Are you angry? Or maybe you are sad? Are you feeling withdrawn? All of those can fall under the category of “upset.” So, sort them out yourself first.
Sometimes we don’t like what we are feeling. It might be embarrassing to admit that you’re hurt or deeply in love. Either way, you have to acknowledge that you have these feelings and accept them yourself before you share them.
Why exactly are you afraid to share your feelings? Is it because you don’t know how the other person feels? Are you afraid of being judged or made fun of?
Try to identify the source of your fear of sharing your emotions. [Read: How to be fearless – 18 ways to set aside fear and live like a champion]
Sometimes we don’t actually fear what we think we fear. For example, you say you fear sharing your emotions with your partner, but is that really it? Or is it the outcome that you fear? Maybe you really fear that the person will leave you or laugh at you if your share your feelings.
But what’s the worst that can happen? Once you figure that out, you can accept it better.
So, once you have decided to share your feelings in your relationship, you need to be mentally prepared for any outcome.
It could go really well, or it could end badly. You should try to do your best and aim for it to bring you closer, but be prepared if it doesn’t happen that way.

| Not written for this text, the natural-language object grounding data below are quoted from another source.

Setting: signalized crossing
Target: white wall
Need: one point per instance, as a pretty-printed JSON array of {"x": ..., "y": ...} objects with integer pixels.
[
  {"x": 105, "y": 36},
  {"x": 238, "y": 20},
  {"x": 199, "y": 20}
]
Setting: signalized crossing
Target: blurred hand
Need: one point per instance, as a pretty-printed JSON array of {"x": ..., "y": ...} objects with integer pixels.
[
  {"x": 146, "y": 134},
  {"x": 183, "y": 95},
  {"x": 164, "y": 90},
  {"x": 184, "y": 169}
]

Sometimes people get tongue-tied when they want to share their feelings. They have a hard time translating their emotions into words in a spontaneous manner.

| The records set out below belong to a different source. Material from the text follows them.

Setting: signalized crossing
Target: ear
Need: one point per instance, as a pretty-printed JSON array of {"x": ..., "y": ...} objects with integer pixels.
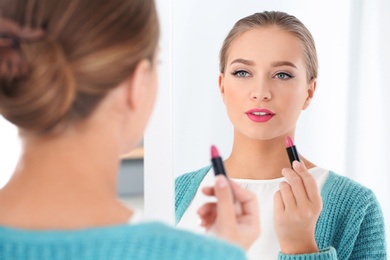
[
  {"x": 221, "y": 84},
  {"x": 138, "y": 86},
  {"x": 310, "y": 93}
]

So, you should write down what you want to say ahead of time so you will say everything you really want to. [Read: How to be vulnerable in a relationship and feel closer instantly]
Just as you had to sort out and name your feelings within yourself, you should do it for your partner too. Say things like, “I feel lonely” or “I feel sad” or “I feel angry.” Be as specific as you can so they can understand you.

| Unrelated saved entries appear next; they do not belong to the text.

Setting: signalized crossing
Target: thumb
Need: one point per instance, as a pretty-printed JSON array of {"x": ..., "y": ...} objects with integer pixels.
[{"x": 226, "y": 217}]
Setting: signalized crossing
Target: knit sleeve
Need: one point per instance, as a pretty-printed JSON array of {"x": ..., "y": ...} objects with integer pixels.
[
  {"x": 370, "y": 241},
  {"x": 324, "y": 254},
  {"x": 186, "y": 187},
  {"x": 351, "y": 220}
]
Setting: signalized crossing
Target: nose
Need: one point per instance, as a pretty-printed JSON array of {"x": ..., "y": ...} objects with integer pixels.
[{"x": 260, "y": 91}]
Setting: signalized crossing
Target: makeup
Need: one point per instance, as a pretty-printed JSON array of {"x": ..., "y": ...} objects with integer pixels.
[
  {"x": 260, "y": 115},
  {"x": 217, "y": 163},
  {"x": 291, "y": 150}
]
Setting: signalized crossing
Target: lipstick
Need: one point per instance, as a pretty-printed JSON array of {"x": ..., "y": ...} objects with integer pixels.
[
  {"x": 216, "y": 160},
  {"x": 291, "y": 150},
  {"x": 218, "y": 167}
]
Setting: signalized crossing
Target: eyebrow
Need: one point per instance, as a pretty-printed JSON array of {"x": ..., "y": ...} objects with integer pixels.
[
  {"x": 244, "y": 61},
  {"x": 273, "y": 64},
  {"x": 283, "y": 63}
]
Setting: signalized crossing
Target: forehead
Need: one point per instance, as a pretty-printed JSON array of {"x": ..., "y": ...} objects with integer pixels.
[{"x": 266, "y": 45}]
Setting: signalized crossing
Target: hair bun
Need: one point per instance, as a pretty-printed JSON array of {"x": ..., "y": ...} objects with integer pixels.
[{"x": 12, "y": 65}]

It always helps to practice. As the saying goes, “practice makes perfect.” So, practice saying it out loud to yourself or in a mirror. Or try it out on a friend or family member. They might be able to give you some tips and advice.
When you talk about your feelings in a relationship, you should encourage your partner to do the same. Then, listen to them really well.
Show empathy and try to see things from their perspective too. It might not be easy for them to do it either, so you should be a good listener and supportive. [Read: 14 ways on how to be a better listener in a relationship]
This might sound cheesy, but when you close your eyes and visualize how the conversation will go, envision it going well.
See your partner smiling, hugging, and kissing you. This will give your subconscious the positive feedback it needs.
If it’s difficult for you to talk about your feelings, then you should really be proud of yourself for doing it. It takes courage to step out of your comfort zone and do something different.
So, even if it doesn’t go as planned, be happy that you made this choice to talk about your feelings. [Read: How to love yourself – the 23 best ways to find self-love and happiness]
You might fear the outcome of talking about your feelings in your relationship. But you have to have a positive attitude and know that everything will be okay in the end. Even if it’s difficult at the moment, in the long run, it will be worth it.
It can be hazardous to your emotional and even physical well-being to hold back your feelings, especially in a relationship. It can cause stress and tension that lead to insomnia, illness, and even physical pain in some cases.
But, by working on your communication and trust within your relationship, you can feel exposed and happy about it.
[Read: 20 best questions to ask in a relationship and understand each other]
Learning how to talk about your feelings in a relationship takes time, patience, and trust. But with all of that, you can share your emotions in a relationship and feel damn good about it too.